Everyone wants to reach the stars. When you watch the game, you see the amazing feats of athleticism and try to emulate it. It leaves you in awe and inspired to reach that special level. Sports is all about connection, and one new app is working to bridge the gap between the stars and the fans who love the game.
All around the world
On October 13, DAPS was launched and introduced to the public. Started by Jake Klores and Ryan Berger, the app works to directly connect fans to the athletes they enjoy watching. It built off the work they did together with Workhorse and the pair hopes to expand on that success in a major way. With DAPS, Klores and Berger plan to tap into the athlete-to-fan space to connect fans across continents and generations.
DAPS’ big selling point is the connectivity it provides between fans and the athletes. Berger expanded on their mission statement in a conversation with Nets Republic.
“People all over the world now will be able to connect with their favorite athletes. Whereas you’ve always had that, ‘oh, you can come to a game’ or an athlete can host an event, that’s blocked out by 99 percent of the world. Whereas you can’t travel for that, or can’t go to that. And then, internationally, DAPS offers a really interesting opportunity to connect with fans digitally, because you can really do anything you want over these phones today. But we have a menu of about 22 digital experiences today where fans can connect with athletes. And those can be connected all over the world in any marketplace.”
For fans, some of those experiences will include video calls, shooting form feedback, and watching a game live with the athletes. It allows for a more personalized touch and a sense of community as well. For young fans in particular, getting feedback and insight from a pro will help their games immensely. There’s something for every type of basketball fan and opportunities to explore new parts of the game.
Grow the game
When you look at the initial roster of DAPS partners, you see a crosstab of NBA and WNBA talent. Former Brooklyn Nets, Andre Drummond and Chris Chiozza, are among DAPS’ initial partners. Lexie Brown of the Los Angeles Sparks is a partner, along with Jonathan Kuminga of the Golden State Warriors and NBA legend and current University of Memphis head coach, Penny Hardaway. Along with those well known names, DAPS is also tapping in to a new, untapped market.
High school athletes have greater visibility thanks in large part to social media. It’s a natural evolution of the halcyon days of the high school mixtape era. With NIL, young athletes have a chance to cash in on their skills and expand their reach far and wide. Two of DAPS’ youngest partners are helping lead the charge for the next generation.
In New Jersey, Mia and Mya Pauldo are making waves. They have excelled at Morris Catholic High School and have drawn interest from colleges such as Seton Hall, Rutgers, and Ohio State.

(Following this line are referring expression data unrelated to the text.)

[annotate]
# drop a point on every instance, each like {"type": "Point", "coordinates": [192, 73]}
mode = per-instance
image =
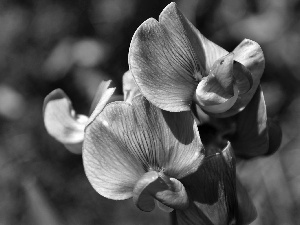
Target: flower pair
{"type": "Point", "coordinates": [149, 148]}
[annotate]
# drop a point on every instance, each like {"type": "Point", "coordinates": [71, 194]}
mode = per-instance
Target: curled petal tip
{"type": "Point", "coordinates": [62, 122]}
{"type": "Point", "coordinates": [210, 101]}
{"type": "Point", "coordinates": [130, 89]}
{"type": "Point", "coordinates": [169, 192]}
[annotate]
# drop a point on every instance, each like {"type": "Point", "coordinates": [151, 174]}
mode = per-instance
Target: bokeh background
{"type": "Point", "coordinates": [74, 45]}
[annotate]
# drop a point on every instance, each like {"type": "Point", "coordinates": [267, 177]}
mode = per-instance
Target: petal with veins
{"type": "Point", "coordinates": [126, 140]}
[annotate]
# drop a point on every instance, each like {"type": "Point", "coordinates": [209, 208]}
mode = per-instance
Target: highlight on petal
{"type": "Point", "coordinates": [62, 122]}
{"type": "Point", "coordinates": [130, 89]}
{"type": "Point", "coordinates": [212, 191]}
{"type": "Point", "coordinates": [106, 92]}
{"type": "Point", "coordinates": [103, 97]}
{"type": "Point", "coordinates": [163, 62]}
{"type": "Point", "coordinates": [169, 192]}
{"type": "Point", "coordinates": [127, 140]}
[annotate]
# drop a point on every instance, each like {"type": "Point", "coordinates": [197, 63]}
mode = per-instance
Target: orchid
{"type": "Point", "coordinates": [138, 150]}
{"type": "Point", "coordinates": [64, 124]}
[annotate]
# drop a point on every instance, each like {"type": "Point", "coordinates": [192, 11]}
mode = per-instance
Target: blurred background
{"type": "Point", "coordinates": [74, 45]}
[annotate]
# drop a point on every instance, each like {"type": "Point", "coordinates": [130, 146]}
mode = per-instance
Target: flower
{"type": "Point", "coordinates": [138, 150]}
{"type": "Point", "coordinates": [64, 124]}
{"type": "Point", "coordinates": [177, 69]}
{"type": "Point", "coordinates": [174, 65]}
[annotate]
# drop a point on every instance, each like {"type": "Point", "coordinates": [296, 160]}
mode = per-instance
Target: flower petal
{"type": "Point", "coordinates": [163, 62]}
{"type": "Point", "coordinates": [127, 140]}
{"type": "Point", "coordinates": [216, 93]}
{"type": "Point", "coordinates": [130, 89]}
{"type": "Point", "coordinates": [103, 95]}
{"type": "Point", "coordinates": [62, 122]}
{"type": "Point", "coordinates": [106, 93]}
{"type": "Point", "coordinates": [168, 191]}
{"type": "Point", "coordinates": [212, 191]}
{"type": "Point", "coordinates": [251, 56]}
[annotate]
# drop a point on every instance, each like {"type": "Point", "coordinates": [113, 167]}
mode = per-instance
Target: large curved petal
{"type": "Point", "coordinates": [212, 192]}
{"type": "Point", "coordinates": [163, 62]}
{"type": "Point", "coordinates": [62, 122]}
{"type": "Point", "coordinates": [168, 58]}
{"type": "Point", "coordinates": [127, 140]}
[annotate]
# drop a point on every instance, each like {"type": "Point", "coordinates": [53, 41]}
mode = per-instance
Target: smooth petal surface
{"type": "Point", "coordinates": [62, 122]}
{"type": "Point", "coordinates": [163, 62]}
{"type": "Point", "coordinates": [217, 92]}
{"type": "Point", "coordinates": [251, 56]}
{"type": "Point", "coordinates": [127, 140]}
{"type": "Point", "coordinates": [212, 192]}
{"type": "Point", "coordinates": [130, 89]}
{"type": "Point", "coordinates": [168, 191]}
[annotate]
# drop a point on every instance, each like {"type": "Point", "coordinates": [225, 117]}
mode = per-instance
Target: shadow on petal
{"type": "Point", "coordinates": [251, 138]}
{"type": "Point", "coordinates": [212, 191]}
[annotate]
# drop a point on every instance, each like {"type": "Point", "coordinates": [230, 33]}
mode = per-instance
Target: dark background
{"type": "Point", "coordinates": [73, 45]}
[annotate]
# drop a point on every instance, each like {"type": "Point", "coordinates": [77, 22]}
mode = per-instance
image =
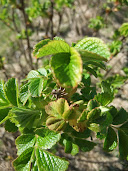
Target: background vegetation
{"type": "Point", "coordinates": [24, 23]}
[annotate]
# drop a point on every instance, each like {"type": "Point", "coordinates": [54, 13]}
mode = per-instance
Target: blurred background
{"type": "Point", "coordinates": [23, 23]}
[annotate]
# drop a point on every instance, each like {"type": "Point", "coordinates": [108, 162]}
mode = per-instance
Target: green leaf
{"type": "Point", "coordinates": [84, 145]}
{"type": "Point", "coordinates": [52, 47]}
{"type": "Point", "coordinates": [35, 87]}
{"type": "Point", "coordinates": [25, 117]}
{"type": "Point", "coordinates": [93, 114]}
{"type": "Point", "coordinates": [67, 68]}
{"type": "Point", "coordinates": [33, 74]}
{"type": "Point", "coordinates": [111, 140]}
{"type": "Point", "coordinates": [23, 162]}
{"type": "Point", "coordinates": [10, 127]}
{"type": "Point", "coordinates": [84, 134]}
{"type": "Point", "coordinates": [24, 93]}
{"type": "Point", "coordinates": [39, 45]}
{"type": "Point", "coordinates": [107, 94]}
{"type": "Point", "coordinates": [42, 71]}
{"type": "Point", "coordinates": [57, 108]}
{"type": "Point", "coordinates": [4, 114]}
{"type": "Point", "coordinates": [47, 161]}
{"type": "Point", "coordinates": [120, 117]}
{"type": "Point", "coordinates": [92, 48]}
{"type": "Point", "coordinates": [89, 69]}
{"type": "Point", "coordinates": [97, 64]}
{"type": "Point", "coordinates": [70, 146]}
{"type": "Point", "coordinates": [11, 90]}
{"type": "Point", "coordinates": [92, 104]}
{"type": "Point", "coordinates": [43, 138]}
{"type": "Point", "coordinates": [124, 128]}
{"type": "Point", "coordinates": [104, 98]}
{"type": "Point", "coordinates": [3, 99]}
{"type": "Point", "coordinates": [32, 155]}
{"type": "Point", "coordinates": [123, 144]}
{"type": "Point", "coordinates": [24, 142]}
{"type": "Point", "coordinates": [83, 116]}
{"type": "Point", "coordinates": [124, 29]}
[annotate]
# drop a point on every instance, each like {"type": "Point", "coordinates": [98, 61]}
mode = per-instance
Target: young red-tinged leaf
{"type": "Point", "coordinates": [67, 68]}
{"type": "Point", "coordinates": [11, 91]}
{"type": "Point", "coordinates": [51, 48]}
{"type": "Point", "coordinates": [111, 140]}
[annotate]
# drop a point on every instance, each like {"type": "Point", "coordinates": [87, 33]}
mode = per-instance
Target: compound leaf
{"type": "Point", "coordinates": [120, 117]}
{"type": "Point", "coordinates": [11, 90]}
{"type": "Point", "coordinates": [25, 117]}
{"type": "Point", "coordinates": [67, 68]}
{"type": "Point", "coordinates": [4, 114]}
{"type": "Point", "coordinates": [47, 161]}
{"type": "Point", "coordinates": [10, 127]}
{"type": "Point", "coordinates": [57, 108]}
{"type": "Point", "coordinates": [111, 140]}
{"type": "Point", "coordinates": [35, 87]}
{"type": "Point", "coordinates": [123, 144]}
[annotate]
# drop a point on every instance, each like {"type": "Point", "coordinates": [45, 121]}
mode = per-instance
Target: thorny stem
{"type": "Point", "coordinates": [51, 18]}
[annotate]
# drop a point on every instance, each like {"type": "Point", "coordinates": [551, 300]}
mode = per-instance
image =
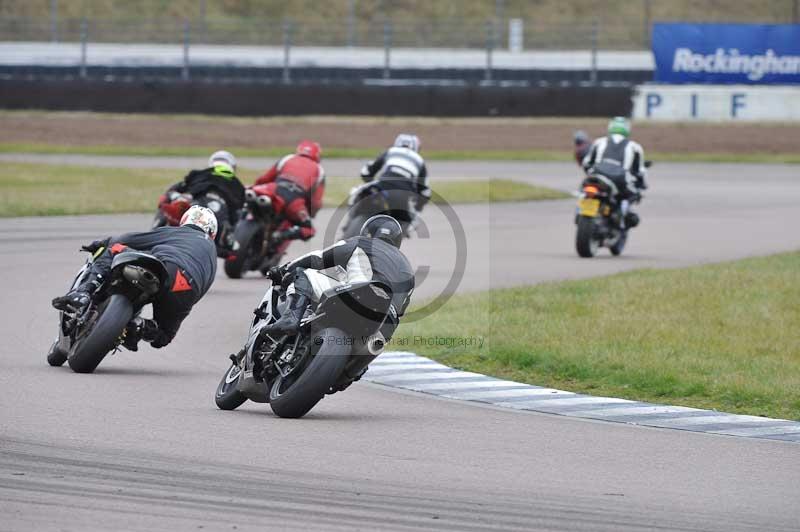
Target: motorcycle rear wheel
{"type": "Point", "coordinates": [316, 378]}
{"type": "Point", "coordinates": [56, 357]}
{"type": "Point", "coordinates": [247, 235]}
{"type": "Point", "coordinates": [585, 242]}
{"type": "Point", "coordinates": [89, 350]}
{"type": "Point", "coordinates": [619, 245]}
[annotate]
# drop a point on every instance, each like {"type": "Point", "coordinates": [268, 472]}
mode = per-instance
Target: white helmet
{"type": "Point", "coordinates": [202, 217]}
{"type": "Point", "coordinates": [405, 140]}
{"type": "Point", "coordinates": [222, 157]}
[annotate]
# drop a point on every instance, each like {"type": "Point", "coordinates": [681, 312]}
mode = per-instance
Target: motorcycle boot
{"type": "Point", "coordinates": [139, 329]}
{"type": "Point", "coordinates": [290, 321]}
{"type": "Point", "coordinates": [78, 299]}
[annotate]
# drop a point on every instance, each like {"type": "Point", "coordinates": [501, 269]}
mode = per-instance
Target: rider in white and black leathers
{"type": "Point", "coordinates": [620, 159]}
{"type": "Point", "coordinates": [374, 255]}
{"type": "Point", "coordinates": [402, 170]}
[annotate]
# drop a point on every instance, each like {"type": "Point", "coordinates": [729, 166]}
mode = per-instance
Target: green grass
{"type": "Point", "coordinates": [368, 153]}
{"type": "Point", "coordinates": [724, 336]}
{"type": "Point", "coordinates": [41, 189]}
{"type": "Point", "coordinates": [622, 21]}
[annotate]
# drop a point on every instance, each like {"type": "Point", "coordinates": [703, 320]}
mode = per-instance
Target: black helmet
{"type": "Point", "coordinates": [383, 227]}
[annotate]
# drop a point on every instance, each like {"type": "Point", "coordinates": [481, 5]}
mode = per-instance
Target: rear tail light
{"type": "Point", "coordinates": [590, 190]}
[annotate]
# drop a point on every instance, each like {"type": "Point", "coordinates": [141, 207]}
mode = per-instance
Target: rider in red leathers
{"type": "Point", "coordinates": [296, 184]}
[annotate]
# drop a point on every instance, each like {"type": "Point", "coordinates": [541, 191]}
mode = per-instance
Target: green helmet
{"type": "Point", "coordinates": [619, 125]}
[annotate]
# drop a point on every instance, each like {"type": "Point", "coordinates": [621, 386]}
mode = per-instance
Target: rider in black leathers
{"type": "Point", "coordinates": [374, 255]}
{"type": "Point", "coordinates": [403, 178]}
{"type": "Point", "coordinates": [190, 257]}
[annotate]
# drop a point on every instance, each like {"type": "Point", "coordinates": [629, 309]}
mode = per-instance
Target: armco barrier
{"type": "Point", "coordinates": [333, 99]}
{"type": "Point", "coordinates": [717, 103]}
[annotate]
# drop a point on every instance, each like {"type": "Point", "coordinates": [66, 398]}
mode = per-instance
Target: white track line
{"type": "Point", "coordinates": [412, 372]}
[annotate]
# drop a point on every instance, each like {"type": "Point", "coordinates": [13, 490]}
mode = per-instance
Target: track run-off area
{"type": "Point", "coordinates": [139, 445]}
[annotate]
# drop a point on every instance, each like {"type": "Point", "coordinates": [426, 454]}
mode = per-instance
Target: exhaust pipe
{"type": "Point", "coordinates": [376, 344]}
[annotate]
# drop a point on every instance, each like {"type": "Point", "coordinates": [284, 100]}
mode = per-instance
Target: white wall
{"type": "Point", "coordinates": [716, 103]}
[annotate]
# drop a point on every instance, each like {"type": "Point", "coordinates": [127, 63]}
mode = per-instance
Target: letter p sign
{"type": "Point", "coordinates": [652, 100]}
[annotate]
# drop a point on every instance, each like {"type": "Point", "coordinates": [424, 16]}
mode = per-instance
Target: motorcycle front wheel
{"type": "Point", "coordinates": [102, 336]}
{"type": "Point", "coordinates": [228, 396]}
{"type": "Point", "coordinates": [293, 397]}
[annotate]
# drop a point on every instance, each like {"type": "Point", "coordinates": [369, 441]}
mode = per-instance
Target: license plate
{"type": "Point", "coordinates": [589, 207]}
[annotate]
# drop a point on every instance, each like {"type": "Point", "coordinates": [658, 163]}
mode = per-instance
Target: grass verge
{"type": "Point", "coordinates": [369, 153]}
{"type": "Point", "coordinates": [42, 189]}
{"type": "Point", "coordinates": [721, 336]}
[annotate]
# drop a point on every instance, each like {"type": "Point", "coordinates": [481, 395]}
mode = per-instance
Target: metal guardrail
{"type": "Point", "coordinates": [487, 38]}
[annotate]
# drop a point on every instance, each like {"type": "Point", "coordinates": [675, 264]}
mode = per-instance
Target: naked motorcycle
{"type": "Point", "coordinates": [599, 217]}
{"type": "Point", "coordinates": [254, 249]}
{"type": "Point", "coordinates": [336, 342]}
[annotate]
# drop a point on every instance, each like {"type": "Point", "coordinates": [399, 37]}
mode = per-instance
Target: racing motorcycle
{"type": "Point", "coordinates": [334, 345]}
{"type": "Point", "coordinates": [599, 217]}
{"type": "Point", "coordinates": [85, 338]}
{"type": "Point", "coordinates": [369, 200]}
{"type": "Point", "coordinates": [252, 236]}
{"type": "Point", "coordinates": [173, 204]}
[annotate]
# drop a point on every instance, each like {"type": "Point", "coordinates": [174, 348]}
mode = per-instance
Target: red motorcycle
{"type": "Point", "coordinates": [255, 245]}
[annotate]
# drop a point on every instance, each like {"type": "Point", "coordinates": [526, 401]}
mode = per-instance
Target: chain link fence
{"type": "Point", "coordinates": [377, 38]}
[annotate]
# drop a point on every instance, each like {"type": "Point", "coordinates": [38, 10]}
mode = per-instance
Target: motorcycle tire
{"type": "Point", "coordinates": [89, 351]}
{"type": "Point", "coordinates": [246, 234]}
{"type": "Point", "coordinates": [316, 379]}
{"type": "Point", "coordinates": [619, 245]}
{"type": "Point", "coordinates": [353, 226]}
{"type": "Point", "coordinates": [228, 396]}
{"type": "Point", "coordinates": [585, 243]}
{"type": "Point", "coordinates": [56, 357]}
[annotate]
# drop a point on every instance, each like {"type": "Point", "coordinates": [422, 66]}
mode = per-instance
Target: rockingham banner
{"type": "Point", "coordinates": [727, 53]}
{"type": "Point", "coordinates": [716, 103]}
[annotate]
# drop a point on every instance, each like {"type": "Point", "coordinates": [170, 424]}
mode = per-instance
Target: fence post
{"type": "Point", "coordinates": [287, 46]}
{"type": "Point", "coordinates": [489, 50]}
{"type": "Point", "coordinates": [593, 73]}
{"type": "Point", "coordinates": [186, 41]}
{"type": "Point", "coordinates": [84, 39]}
{"type": "Point", "coordinates": [351, 23]}
{"type": "Point", "coordinates": [54, 20]}
{"type": "Point", "coordinates": [387, 49]}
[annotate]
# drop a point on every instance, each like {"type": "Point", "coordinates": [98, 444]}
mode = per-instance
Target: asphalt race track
{"type": "Point", "coordinates": [139, 445]}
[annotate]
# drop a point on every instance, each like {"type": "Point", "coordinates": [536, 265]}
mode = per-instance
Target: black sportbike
{"type": "Point", "coordinates": [372, 199]}
{"type": "Point", "coordinates": [335, 344]}
{"type": "Point", "coordinates": [86, 337]}
{"type": "Point", "coordinates": [253, 245]}
{"type": "Point", "coordinates": [599, 217]}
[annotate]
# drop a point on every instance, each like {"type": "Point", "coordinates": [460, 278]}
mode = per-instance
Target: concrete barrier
{"type": "Point", "coordinates": [716, 103]}
{"type": "Point", "coordinates": [262, 99]}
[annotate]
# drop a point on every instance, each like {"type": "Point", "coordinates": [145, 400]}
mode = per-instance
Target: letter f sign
{"type": "Point", "coordinates": [652, 100]}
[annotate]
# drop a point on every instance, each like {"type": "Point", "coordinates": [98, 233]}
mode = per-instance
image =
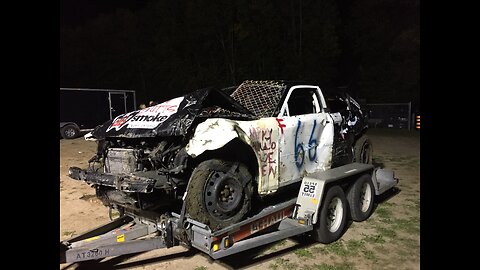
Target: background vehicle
{"type": "Point", "coordinates": [83, 109]}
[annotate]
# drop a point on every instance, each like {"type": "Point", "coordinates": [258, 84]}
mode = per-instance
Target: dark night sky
{"type": "Point", "coordinates": [77, 12]}
{"type": "Point", "coordinates": [162, 48]}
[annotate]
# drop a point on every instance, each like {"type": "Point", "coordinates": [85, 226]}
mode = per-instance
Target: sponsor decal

In September, the twins signed a NIL deal with PUMA.
In February of this year, Mia spoke to Luis Torres of NJ.com about the changing high school sports landscape. “I feel like right now we’re already trending, and our brand is already big. We’re trying to be big entrepreneurs and trying to make our own money off the things we do on and off the court, because our grades are good, and our game speaks for ourselves.”
DAPS joins groups like Xbox that have made big investments into women’s sports. These partnerships help grow the game and make it more inclusive. Women’s basketball is expanding everyday and creating new opportunities like this will encourage others to keep following suit.
Bigger than basketball
DAPS also works in tandem with the advocacy and activism of leagues like the WNBA. In recent years, athletes have been more deliberate about advocating for righteous causes such as gun safety and voting rights. Athletes have engaged in the issues of the day and have affected millions of people as a result. A portion of proceeds will go to Everytown and the Brittney Griner Advocacy Account. The sports world is all behind BG and pushing as hard as they can to help free her and get her home now. Lexie Brown spoke about that aspect of DAPS with Beyond the W.
“I think it’s huge that we are able to send proceeds to BG,” Brown said. “She needs us more than ever and even though we all don’t play the same sports or are in the same leagues, we are all connected in a very special way.
That community shines through with this component of their work. Having that direct connection to the athlete and having your money go to a good cause is appealing and something other outlets should aspire to. And as Berger noted, it makes for a more well rounded service and experience for all. As the game of basketball continues to grow, DAPS will ensure there is one more avenue for fans and players to come together.